Social media companies like Meta, Snapchat and X are scheduled to start sharing more information with consumers about usage rates and content practices under a new Minnesota transparency law that took effect Tuesday.
A powerful trade association and lobbying firm representing Big Tech wants to block the requirements, arguing in a federal lawsuit that the state’s regulations violate free speech rights protected by the First Amendment.
The law requires social media companies to publicly disclose user engagement statistics, content assessment, notification practices, interaction rates between user accounts and product experiments. It passed in 2024, as Minnesota and other states have sought to regulate some aspects of online conduct.

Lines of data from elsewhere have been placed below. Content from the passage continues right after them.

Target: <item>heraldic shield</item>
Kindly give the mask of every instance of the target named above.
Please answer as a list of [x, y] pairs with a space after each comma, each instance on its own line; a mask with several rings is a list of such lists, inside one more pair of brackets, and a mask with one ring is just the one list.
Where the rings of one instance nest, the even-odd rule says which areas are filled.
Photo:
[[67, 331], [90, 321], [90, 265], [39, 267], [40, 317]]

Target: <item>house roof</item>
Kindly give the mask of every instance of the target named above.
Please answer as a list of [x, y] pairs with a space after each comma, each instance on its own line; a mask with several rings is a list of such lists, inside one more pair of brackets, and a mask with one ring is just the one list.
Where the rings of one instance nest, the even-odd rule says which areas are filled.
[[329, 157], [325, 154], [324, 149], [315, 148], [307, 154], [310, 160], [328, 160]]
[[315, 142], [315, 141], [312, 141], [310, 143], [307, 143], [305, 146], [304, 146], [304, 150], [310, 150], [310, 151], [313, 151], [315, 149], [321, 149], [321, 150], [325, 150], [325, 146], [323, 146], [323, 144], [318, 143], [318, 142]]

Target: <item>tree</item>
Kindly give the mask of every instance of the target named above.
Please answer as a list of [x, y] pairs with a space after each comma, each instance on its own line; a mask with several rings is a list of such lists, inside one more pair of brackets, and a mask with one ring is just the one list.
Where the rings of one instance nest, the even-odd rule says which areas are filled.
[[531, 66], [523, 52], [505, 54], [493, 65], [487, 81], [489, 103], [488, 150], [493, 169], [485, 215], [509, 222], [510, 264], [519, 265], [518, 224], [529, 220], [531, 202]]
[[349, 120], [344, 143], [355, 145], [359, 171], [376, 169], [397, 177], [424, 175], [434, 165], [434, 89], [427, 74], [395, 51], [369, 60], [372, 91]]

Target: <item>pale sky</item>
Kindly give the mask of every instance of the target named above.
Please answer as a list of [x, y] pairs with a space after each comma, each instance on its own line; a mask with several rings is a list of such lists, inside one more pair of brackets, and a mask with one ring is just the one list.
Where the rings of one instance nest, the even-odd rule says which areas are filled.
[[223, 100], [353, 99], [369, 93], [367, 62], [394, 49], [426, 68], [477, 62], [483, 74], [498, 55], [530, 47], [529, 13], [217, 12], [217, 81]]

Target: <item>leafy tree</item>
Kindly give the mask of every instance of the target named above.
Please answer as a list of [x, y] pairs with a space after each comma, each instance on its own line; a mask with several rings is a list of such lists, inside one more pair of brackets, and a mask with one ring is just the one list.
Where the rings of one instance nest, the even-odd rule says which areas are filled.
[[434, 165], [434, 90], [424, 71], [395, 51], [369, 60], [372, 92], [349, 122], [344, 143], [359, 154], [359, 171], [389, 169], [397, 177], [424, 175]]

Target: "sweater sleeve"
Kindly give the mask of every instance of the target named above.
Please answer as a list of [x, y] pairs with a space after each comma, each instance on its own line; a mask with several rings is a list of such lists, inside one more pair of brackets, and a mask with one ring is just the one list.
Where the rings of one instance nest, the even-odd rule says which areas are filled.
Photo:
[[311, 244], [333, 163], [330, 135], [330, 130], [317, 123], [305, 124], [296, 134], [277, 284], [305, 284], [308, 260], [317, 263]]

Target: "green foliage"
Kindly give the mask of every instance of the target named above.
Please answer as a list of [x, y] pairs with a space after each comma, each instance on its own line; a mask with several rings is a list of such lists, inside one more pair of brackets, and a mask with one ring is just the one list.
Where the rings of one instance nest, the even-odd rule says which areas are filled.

Minnesota Attorney General Keith Ellison has released two reports showing the potential harms of artificial intelligence and social media on the mental health of Minnesotans. Children were found to be frequent targets of harassment and online bullying, the latest report found, and other users frequently receive graphic or disturbing content or become targets of unwanted contact and fraud.
The lawsuit challenging Minnesota’s law mirrors other legal challenges that have come up across the country in recent years as state lawmakers seek to regulate social media and Big Tech, absent broader federal oversight.
Similar to lawsuits filed by Big Tech against laws in New York and California, the trade group NetChoice argues in the Minnesota case that the First Amendment’s wide protections on free speech shield social media companies from making mandatory disclosures. Many of the arguments draw on court precedents on free speech protections involving news publications.
Minnesota’s law is unconstitutional because it requires sharing information about “editorial” decisions in order to publish content, the lawsuit contends. NetChoice also argues the state is attempting to dictate which messages are publicized and which are not, a core part of a Supreme Court case last year involving the Big Tech lobby. The lawsuit also cites several provisions of Minnesota’s law as being vague and likely unenforceable.
NetChoice accuses Ellison of running a “speech-police regime” by requiring the disclosures.